48

Laura stared up at the darkness of the ceiling. Her thoughts drifted to earlier times of life back home with Jack. She missed him. She couldn’t force herself to write him off. To hate him. No, her heart was attached to him no matter how hard she tried to think otherwise.

She had missed him for a long time. Longer than just this day. She couldn’t remember how long.

The silence of the desert was all consuming. She felt so small, tucked away in this unseen corner of the world without relief from the loneliness. All she wanted was simple. She didn’t want all the things that Jack’s career afforded them. She just wanted someone to sit across from her at the dinner table and talk with her. To listen to her. To be interested in what she was thinking.

She had put her life on hold for him. Supported him emotionally and invested all she had into him. But as he climbed, he seemed to grow tired of her. She was of little value to what he now put his worth into. She felt that down to her bones. And she cried.

Where was he? Sitting out in the dark? Alone on some rock, looking up at the stars and basking in his freedom? Was he now happy? Running free on his own terms. She thought of her last words to him. “Don’t say ‘we.’” They had always been an “us,” or so she had always thought.

The idea of him dead or dying out in the vast Mojave was something she would not entertain in her mind. No. He was well. Laura couldn’t imagine him any other way. She relied on Boots’s promise that he would go get him. That everything would be all right.

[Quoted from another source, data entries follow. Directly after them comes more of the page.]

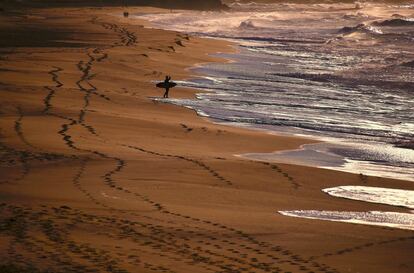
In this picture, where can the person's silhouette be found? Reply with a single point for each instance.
(167, 86)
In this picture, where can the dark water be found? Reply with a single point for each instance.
(343, 73)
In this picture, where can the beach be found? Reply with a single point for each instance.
(96, 176)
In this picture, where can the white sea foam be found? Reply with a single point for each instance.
(394, 197)
(375, 218)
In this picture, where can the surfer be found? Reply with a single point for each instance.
(167, 86)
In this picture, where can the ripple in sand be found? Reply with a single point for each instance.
(375, 218)
(394, 197)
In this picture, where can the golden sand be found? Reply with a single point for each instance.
(96, 177)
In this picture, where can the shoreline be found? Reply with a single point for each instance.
(90, 165)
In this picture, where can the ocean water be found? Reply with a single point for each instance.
(342, 73)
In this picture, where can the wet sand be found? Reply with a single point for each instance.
(96, 177)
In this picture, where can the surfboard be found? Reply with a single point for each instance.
(163, 85)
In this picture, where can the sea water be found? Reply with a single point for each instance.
(341, 73)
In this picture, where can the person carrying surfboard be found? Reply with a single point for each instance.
(167, 86)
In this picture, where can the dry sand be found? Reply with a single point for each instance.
(96, 177)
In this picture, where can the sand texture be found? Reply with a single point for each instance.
(96, 177)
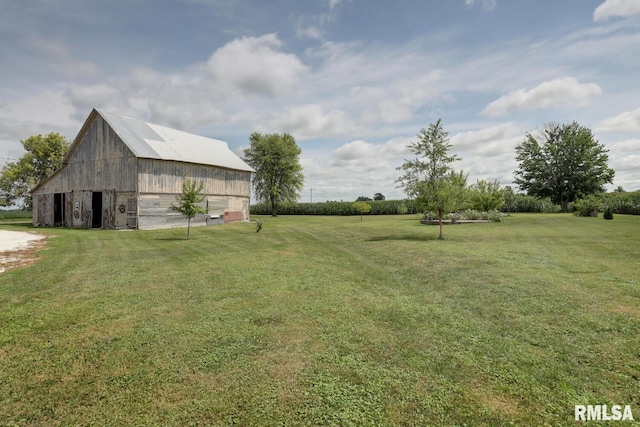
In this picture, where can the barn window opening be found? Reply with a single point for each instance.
(96, 207)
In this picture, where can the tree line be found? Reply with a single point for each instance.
(561, 164)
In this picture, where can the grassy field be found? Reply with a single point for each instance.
(324, 321)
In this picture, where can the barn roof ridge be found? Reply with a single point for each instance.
(153, 141)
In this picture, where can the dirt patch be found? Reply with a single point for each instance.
(18, 249)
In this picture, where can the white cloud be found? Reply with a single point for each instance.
(309, 121)
(563, 92)
(628, 121)
(611, 8)
(487, 4)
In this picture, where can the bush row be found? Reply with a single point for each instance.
(15, 214)
(378, 207)
(391, 207)
(522, 203)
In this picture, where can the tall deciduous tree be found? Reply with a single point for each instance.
(189, 200)
(428, 178)
(564, 162)
(43, 156)
(276, 160)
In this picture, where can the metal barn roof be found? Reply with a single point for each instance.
(152, 141)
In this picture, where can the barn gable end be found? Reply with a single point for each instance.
(119, 173)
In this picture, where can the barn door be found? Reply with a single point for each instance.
(109, 209)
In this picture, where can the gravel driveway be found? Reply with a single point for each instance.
(14, 246)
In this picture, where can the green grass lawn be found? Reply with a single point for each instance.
(324, 321)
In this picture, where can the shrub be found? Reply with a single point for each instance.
(378, 207)
(623, 203)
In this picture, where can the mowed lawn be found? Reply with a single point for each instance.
(324, 321)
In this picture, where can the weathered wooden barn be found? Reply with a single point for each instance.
(124, 173)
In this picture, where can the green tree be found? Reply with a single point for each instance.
(362, 208)
(43, 156)
(276, 160)
(486, 195)
(509, 198)
(189, 200)
(565, 163)
(428, 178)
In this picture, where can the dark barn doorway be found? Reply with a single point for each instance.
(96, 207)
(58, 209)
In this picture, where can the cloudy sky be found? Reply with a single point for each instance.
(353, 81)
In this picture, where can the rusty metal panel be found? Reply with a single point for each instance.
(68, 209)
(44, 209)
(132, 212)
(109, 209)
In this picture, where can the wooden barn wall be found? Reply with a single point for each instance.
(154, 210)
(161, 176)
(99, 162)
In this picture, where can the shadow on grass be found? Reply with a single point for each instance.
(405, 237)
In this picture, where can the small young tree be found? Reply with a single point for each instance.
(188, 201)
(509, 198)
(362, 208)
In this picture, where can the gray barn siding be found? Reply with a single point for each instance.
(136, 192)
(100, 161)
(160, 181)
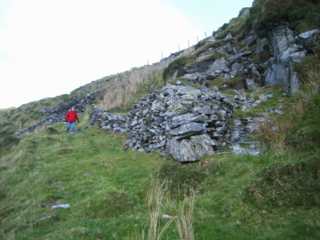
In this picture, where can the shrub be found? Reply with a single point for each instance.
(287, 186)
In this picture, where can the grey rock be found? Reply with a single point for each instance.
(309, 34)
(219, 66)
(191, 150)
(286, 53)
(188, 129)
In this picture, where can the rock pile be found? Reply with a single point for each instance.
(183, 121)
(108, 121)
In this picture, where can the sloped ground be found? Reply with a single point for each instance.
(106, 188)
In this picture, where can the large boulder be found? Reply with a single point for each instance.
(286, 52)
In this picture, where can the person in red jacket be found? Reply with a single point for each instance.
(71, 118)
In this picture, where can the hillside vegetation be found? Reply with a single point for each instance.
(109, 191)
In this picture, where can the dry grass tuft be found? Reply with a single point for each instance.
(184, 219)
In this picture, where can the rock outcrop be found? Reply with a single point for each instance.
(286, 52)
(183, 121)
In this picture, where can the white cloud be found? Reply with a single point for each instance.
(51, 47)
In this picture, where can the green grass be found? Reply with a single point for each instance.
(107, 186)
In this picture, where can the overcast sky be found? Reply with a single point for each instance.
(50, 47)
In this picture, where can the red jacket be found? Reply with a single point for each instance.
(71, 116)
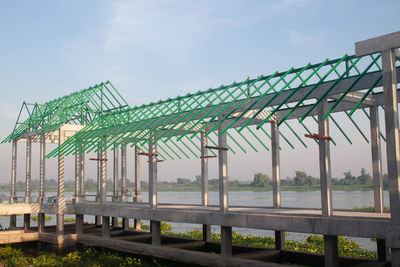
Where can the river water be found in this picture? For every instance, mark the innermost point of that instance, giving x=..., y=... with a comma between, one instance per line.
x=293, y=199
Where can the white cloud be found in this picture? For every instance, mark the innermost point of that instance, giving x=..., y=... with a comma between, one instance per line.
x=298, y=38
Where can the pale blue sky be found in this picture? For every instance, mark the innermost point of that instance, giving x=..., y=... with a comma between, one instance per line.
x=157, y=49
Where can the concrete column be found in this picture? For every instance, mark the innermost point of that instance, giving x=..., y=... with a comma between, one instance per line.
x=28, y=170
x=155, y=228
x=204, y=183
x=376, y=159
x=330, y=242
x=138, y=195
x=105, y=227
x=27, y=222
x=103, y=176
x=41, y=222
x=13, y=218
x=125, y=221
x=222, y=168
x=276, y=181
x=98, y=194
x=60, y=195
x=42, y=167
x=152, y=174
x=115, y=183
x=79, y=224
x=82, y=174
x=77, y=176
x=392, y=140
x=226, y=241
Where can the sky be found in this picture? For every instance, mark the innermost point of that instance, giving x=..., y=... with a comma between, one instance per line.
x=153, y=50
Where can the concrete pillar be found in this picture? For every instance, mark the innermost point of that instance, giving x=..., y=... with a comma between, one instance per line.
x=42, y=167
x=105, y=227
x=204, y=183
x=226, y=241
x=152, y=174
x=392, y=140
x=28, y=170
x=60, y=195
x=330, y=242
x=79, y=224
x=222, y=168
x=82, y=174
x=115, y=183
x=155, y=228
x=98, y=193
x=276, y=181
x=13, y=218
x=125, y=221
x=138, y=195
x=376, y=159
x=103, y=176
x=41, y=222
x=77, y=176
x=27, y=222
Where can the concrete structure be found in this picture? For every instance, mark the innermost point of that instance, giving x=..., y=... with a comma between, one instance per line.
x=343, y=94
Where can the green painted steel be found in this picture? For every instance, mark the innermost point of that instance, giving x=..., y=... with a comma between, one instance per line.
x=173, y=123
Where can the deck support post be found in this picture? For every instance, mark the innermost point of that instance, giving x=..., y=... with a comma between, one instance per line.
x=204, y=183
x=276, y=181
x=392, y=140
x=60, y=195
x=105, y=227
x=41, y=222
x=155, y=229
x=222, y=168
x=152, y=174
x=97, y=220
x=376, y=159
x=13, y=218
x=138, y=196
x=226, y=241
x=27, y=217
x=330, y=241
x=125, y=221
x=79, y=224
x=115, y=183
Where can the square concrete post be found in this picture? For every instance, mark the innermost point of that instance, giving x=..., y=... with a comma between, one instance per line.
x=204, y=183
x=105, y=227
x=125, y=221
x=377, y=175
x=98, y=193
x=28, y=189
x=155, y=228
x=60, y=195
x=103, y=176
x=41, y=222
x=138, y=195
x=276, y=181
x=222, y=168
x=79, y=224
x=77, y=177
x=42, y=167
x=226, y=241
x=152, y=174
x=28, y=170
x=27, y=222
x=82, y=174
x=115, y=183
x=376, y=159
x=392, y=140
x=13, y=218
x=330, y=242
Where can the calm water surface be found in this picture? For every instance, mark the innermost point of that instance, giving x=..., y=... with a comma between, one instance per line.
x=306, y=199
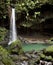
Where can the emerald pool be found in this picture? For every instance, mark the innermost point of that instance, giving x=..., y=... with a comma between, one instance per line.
x=36, y=47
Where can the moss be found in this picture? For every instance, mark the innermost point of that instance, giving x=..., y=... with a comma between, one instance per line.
x=48, y=58
x=48, y=51
x=6, y=60
x=3, y=32
x=42, y=56
x=16, y=47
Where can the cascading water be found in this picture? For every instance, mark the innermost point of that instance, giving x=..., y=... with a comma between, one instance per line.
x=13, y=33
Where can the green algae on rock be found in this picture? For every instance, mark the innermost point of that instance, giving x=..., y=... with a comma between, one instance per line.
x=16, y=47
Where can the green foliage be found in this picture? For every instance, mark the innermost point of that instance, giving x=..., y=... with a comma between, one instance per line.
x=48, y=58
x=42, y=56
x=4, y=56
x=16, y=47
x=3, y=32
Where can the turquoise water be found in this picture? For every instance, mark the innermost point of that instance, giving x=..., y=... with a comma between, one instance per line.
x=36, y=47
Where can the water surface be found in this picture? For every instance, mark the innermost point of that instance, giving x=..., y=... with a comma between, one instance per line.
x=36, y=47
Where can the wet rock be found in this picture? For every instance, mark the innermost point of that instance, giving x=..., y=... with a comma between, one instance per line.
x=16, y=47
x=1, y=63
x=28, y=55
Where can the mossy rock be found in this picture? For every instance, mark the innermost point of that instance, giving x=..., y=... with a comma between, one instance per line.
x=16, y=47
x=42, y=56
x=48, y=51
x=48, y=58
x=5, y=59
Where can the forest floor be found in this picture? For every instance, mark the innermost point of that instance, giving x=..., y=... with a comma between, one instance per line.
x=36, y=37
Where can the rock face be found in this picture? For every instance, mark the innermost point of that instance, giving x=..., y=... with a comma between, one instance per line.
x=16, y=47
x=4, y=57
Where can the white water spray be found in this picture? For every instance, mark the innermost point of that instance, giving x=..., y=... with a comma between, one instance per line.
x=13, y=33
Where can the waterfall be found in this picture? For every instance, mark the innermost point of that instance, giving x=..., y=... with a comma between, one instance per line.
x=13, y=33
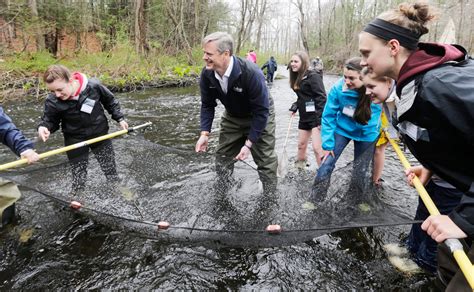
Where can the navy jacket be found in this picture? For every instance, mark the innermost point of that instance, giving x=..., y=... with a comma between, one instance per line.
x=67, y=114
x=11, y=136
x=439, y=105
x=247, y=96
x=311, y=89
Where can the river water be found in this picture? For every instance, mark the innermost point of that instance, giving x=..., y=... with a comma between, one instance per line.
x=51, y=247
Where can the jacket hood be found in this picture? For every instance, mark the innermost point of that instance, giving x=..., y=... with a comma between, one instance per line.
x=428, y=56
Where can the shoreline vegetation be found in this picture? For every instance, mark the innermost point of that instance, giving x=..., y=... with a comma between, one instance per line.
x=121, y=70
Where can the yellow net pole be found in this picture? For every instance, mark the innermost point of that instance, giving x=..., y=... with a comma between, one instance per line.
x=74, y=146
x=454, y=244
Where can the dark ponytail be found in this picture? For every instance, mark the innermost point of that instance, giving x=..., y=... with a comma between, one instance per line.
x=363, y=111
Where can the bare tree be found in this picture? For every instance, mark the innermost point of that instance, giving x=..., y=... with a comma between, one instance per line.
x=141, y=46
x=39, y=37
x=302, y=24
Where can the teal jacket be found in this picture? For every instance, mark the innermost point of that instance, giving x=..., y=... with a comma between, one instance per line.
x=334, y=121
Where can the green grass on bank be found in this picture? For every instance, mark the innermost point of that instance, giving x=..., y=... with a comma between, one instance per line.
x=121, y=67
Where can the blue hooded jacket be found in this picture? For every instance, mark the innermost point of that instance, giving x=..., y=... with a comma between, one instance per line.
x=11, y=136
x=334, y=121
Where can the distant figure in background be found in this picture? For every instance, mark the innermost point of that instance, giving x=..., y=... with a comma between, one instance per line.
x=252, y=56
x=271, y=66
x=309, y=87
x=381, y=90
x=317, y=65
x=14, y=139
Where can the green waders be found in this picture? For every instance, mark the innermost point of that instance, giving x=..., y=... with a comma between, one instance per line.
x=233, y=133
x=9, y=194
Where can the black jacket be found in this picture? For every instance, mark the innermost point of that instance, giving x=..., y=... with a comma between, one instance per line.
x=311, y=89
x=442, y=118
x=75, y=123
x=247, y=95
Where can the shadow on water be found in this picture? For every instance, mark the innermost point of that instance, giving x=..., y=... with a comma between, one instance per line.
x=51, y=246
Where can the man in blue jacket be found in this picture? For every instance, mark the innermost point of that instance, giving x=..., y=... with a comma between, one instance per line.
x=248, y=123
x=14, y=139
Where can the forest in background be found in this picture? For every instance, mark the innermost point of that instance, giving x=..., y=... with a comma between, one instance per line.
x=131, y=44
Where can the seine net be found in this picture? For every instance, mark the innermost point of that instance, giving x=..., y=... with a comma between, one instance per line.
x=159, y=183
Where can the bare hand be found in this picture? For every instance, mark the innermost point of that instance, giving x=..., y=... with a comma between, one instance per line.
x=124, y=125
x=422, y=173
x=441, y=227
x=202, y=143
x=326, y=153
x=243, y=154
x=43, y=133
x=30, y=155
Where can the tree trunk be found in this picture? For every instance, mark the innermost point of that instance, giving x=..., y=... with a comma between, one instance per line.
x=302, y=24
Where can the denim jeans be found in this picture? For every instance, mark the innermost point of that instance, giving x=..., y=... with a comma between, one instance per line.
x=340, y=144
x=419, y=243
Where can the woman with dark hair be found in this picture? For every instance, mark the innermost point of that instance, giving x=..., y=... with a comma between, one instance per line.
x=435, y=83
x=309, y=88
x=348, y=115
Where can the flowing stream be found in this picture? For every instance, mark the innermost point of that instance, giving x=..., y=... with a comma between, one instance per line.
x=51, y=247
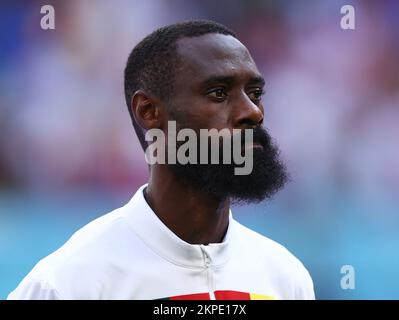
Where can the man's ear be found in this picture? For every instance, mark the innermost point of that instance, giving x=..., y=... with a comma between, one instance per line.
x=146, y=110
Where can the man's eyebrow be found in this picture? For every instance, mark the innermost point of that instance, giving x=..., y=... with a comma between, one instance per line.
x=259, y=80
x=230, y=80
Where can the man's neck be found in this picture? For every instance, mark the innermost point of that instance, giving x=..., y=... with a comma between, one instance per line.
x=193, y=216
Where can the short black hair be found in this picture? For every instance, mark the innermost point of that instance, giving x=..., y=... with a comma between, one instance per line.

She got up and walked quietly through the cabin, fetched some water, and walked back toward the bedroom. Molly was sound asleep on the couch. This little vagabond running wild in a madman’s world. Laura stopped and adjusted the covers on the young girl before heading back to bed. Back to the endless racing of her mind. Back to her loneliness. She stopped herself and decided to sit at the end of the couch next to Molly’s feet. She just did not feel like being alone. No, she had had enough of that feeling.